> I just wonder if there wouldn’t be some way to have a platform wide 
> mechanism. Build something in the java installer maybe that makes sure the 
> complete set of /usr/bin links is there? 
> Or if scripts like this start getting to OS X with /usr/bin/jdeps they will 
> break.

The issue (for Oracle...) is installing things in /usr/bin is (putting it 
lightly) generally frowned upon, that's an Apple managed area (along with all 
the symlinks into JavaVM.framework). Users are, of course, free to modify at 
will but are wholly responsible for the consequences of modifying the system.

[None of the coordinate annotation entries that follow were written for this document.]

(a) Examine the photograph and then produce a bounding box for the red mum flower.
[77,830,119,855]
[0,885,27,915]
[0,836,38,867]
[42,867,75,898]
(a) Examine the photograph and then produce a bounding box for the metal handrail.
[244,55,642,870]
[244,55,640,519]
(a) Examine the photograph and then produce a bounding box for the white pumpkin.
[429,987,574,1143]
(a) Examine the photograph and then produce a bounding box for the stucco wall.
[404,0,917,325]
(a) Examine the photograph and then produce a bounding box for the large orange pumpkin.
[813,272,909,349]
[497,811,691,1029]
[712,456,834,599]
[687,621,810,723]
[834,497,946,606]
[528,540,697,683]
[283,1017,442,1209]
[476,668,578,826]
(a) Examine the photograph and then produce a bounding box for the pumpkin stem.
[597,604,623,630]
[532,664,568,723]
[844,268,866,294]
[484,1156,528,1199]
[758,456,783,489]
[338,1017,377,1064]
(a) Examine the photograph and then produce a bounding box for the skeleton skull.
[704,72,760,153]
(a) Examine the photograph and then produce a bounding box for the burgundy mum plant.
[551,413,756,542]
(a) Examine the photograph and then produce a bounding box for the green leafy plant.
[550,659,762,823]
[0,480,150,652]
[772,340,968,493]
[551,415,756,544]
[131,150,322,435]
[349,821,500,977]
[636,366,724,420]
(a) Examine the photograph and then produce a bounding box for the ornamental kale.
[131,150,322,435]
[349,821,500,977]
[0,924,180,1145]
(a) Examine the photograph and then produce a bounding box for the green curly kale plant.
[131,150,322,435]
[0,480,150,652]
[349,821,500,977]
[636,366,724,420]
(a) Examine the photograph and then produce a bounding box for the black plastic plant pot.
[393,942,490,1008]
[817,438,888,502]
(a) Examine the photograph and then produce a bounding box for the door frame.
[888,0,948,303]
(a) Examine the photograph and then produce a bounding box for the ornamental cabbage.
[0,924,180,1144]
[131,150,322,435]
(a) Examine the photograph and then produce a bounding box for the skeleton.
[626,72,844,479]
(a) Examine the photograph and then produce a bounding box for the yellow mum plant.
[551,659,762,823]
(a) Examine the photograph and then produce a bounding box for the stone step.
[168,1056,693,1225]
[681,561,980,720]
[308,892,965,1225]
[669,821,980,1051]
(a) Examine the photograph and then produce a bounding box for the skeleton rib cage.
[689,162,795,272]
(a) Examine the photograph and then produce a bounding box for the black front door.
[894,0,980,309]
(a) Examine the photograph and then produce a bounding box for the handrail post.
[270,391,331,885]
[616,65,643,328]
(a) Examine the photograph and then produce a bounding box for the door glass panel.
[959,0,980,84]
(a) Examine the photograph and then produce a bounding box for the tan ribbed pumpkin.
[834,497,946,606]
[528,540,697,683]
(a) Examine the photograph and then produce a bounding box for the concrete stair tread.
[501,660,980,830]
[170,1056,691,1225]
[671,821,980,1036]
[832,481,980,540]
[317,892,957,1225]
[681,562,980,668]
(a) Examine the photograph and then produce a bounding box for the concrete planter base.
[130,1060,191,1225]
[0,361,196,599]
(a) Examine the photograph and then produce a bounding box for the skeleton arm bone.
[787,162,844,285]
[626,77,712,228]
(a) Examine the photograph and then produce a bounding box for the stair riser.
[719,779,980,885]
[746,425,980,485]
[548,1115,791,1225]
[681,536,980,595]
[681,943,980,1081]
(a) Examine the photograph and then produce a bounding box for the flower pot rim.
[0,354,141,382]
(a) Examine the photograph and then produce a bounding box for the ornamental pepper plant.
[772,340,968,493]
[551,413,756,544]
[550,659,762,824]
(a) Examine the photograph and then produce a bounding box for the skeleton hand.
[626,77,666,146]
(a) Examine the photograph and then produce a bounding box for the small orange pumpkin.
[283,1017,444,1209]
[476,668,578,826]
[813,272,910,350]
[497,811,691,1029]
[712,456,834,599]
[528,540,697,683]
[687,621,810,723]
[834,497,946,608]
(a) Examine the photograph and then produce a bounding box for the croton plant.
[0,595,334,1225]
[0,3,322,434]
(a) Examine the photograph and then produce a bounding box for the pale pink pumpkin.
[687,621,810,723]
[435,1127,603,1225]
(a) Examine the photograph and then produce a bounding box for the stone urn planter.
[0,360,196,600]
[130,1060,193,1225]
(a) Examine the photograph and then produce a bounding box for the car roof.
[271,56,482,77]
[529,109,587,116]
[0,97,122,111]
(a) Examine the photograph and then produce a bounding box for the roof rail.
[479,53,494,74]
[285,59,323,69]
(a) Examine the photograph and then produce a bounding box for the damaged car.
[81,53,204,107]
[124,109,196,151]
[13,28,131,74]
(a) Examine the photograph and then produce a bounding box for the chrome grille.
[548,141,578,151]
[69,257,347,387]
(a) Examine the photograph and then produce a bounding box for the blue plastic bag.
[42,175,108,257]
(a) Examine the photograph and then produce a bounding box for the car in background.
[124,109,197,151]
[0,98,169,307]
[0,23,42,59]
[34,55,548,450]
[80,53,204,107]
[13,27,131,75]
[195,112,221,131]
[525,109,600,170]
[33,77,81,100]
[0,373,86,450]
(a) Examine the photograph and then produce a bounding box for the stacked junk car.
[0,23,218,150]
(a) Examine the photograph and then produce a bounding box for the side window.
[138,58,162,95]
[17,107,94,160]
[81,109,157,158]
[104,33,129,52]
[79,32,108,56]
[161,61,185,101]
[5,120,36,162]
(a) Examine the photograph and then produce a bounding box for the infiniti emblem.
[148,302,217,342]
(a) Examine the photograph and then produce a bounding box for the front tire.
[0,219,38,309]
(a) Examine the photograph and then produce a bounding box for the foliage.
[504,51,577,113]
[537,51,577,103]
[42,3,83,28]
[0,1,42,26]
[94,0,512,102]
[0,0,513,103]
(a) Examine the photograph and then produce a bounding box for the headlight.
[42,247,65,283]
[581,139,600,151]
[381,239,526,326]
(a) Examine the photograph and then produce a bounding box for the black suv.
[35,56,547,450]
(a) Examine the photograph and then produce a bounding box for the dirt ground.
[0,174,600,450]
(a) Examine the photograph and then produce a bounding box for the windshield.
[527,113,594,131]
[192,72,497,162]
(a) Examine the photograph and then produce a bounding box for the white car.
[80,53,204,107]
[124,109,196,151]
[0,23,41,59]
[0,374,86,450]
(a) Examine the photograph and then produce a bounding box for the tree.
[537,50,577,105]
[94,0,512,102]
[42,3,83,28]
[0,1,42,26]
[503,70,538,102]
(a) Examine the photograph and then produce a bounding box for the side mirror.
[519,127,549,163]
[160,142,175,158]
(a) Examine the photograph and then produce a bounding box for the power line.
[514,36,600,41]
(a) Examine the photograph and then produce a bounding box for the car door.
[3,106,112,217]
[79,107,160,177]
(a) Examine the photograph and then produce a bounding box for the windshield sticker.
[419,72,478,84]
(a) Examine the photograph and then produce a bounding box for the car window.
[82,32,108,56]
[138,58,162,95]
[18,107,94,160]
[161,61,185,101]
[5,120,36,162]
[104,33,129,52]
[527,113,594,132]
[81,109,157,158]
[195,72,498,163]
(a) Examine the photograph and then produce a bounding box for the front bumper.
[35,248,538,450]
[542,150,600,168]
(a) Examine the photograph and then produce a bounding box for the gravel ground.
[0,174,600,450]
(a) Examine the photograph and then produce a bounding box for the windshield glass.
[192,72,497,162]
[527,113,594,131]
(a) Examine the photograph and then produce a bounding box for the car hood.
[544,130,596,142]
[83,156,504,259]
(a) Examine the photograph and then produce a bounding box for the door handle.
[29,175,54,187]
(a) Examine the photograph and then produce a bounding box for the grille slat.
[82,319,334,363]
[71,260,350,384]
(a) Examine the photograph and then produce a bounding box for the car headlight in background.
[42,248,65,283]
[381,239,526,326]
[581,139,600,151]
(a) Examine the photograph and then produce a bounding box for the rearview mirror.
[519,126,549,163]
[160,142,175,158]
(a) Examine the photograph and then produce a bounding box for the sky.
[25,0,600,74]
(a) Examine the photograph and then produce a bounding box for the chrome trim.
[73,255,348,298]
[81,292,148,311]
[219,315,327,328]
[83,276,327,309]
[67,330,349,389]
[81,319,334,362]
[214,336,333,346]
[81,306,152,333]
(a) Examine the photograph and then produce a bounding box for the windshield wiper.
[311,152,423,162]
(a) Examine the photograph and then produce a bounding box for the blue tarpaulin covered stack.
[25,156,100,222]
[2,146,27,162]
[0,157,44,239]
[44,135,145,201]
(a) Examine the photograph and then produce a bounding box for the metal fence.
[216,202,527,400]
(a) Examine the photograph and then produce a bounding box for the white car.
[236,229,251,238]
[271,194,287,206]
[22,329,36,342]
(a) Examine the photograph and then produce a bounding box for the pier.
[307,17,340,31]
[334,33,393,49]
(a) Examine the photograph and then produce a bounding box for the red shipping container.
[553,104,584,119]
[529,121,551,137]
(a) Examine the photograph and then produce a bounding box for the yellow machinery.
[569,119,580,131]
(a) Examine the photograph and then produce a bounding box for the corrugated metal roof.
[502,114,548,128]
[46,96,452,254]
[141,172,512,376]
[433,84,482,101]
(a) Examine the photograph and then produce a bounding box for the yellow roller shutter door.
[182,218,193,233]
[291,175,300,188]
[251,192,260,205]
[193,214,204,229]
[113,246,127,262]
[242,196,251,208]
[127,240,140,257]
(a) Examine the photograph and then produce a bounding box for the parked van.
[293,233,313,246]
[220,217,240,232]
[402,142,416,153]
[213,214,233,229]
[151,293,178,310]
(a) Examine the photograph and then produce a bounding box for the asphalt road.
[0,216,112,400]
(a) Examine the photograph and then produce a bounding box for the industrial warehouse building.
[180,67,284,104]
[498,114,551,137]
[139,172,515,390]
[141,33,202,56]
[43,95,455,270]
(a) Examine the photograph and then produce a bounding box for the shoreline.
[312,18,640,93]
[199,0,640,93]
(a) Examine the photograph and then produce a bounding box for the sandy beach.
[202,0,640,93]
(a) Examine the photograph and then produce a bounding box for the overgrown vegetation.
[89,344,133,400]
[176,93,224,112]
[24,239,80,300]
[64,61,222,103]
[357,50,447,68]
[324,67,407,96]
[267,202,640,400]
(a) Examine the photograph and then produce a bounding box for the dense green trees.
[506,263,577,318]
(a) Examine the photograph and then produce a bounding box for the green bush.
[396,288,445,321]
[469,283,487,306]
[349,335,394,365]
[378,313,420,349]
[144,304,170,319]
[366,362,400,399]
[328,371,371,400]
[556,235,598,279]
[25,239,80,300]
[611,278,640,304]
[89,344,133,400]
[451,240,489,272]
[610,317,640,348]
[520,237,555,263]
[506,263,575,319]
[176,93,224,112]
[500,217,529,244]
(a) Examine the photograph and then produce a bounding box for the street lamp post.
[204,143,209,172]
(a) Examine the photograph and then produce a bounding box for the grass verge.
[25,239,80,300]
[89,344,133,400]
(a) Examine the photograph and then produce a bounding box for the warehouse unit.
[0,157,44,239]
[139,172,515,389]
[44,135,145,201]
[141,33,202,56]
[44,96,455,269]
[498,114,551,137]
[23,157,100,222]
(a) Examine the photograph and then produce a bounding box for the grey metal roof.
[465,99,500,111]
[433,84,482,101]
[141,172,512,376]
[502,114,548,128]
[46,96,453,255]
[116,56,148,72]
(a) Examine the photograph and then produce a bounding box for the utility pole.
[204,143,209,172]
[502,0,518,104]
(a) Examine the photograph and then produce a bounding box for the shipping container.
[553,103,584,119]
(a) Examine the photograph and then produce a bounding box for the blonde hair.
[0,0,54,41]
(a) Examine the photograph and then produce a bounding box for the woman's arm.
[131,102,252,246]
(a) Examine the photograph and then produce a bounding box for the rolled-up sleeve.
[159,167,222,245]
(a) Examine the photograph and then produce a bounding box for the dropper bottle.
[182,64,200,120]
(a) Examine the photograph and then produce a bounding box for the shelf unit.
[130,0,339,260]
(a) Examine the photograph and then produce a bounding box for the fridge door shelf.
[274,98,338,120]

Ultimately, this is no different than Windows, Linux or Solaris. At least in 
some Linux distributions there are symlinks managed by the flavor provider 
(e.g., Ubuntu with it's "alternatives") but even those are subject to becoming 
stale when things change in the JDK and in my experience the whole system is 
extremely fragile, allowing tools to be out of sync with other tools. For 
example, javac, javah and javap could all end up being symlinked to different 
JDKs (that's a bit extreme, but I've had a similar situation happen, more than 
once).

IMHO, the best solution is to not have centralized stub tools or symlinks and 
rely on setting the path correctly (that's exactly what PATH is for). At most, 
provide tools for discovering the desired toolset, like /usr/libexec/java_home. 
Then these problems simply don't exist because you're always running the tools 
directly rather than via symlinks or stub binaries.


I do agree that it would be ideal if we could provide something that would 
basically accomplish what my script does. There's been discussion about this, 
but as you can see it hasn't gone anywhere.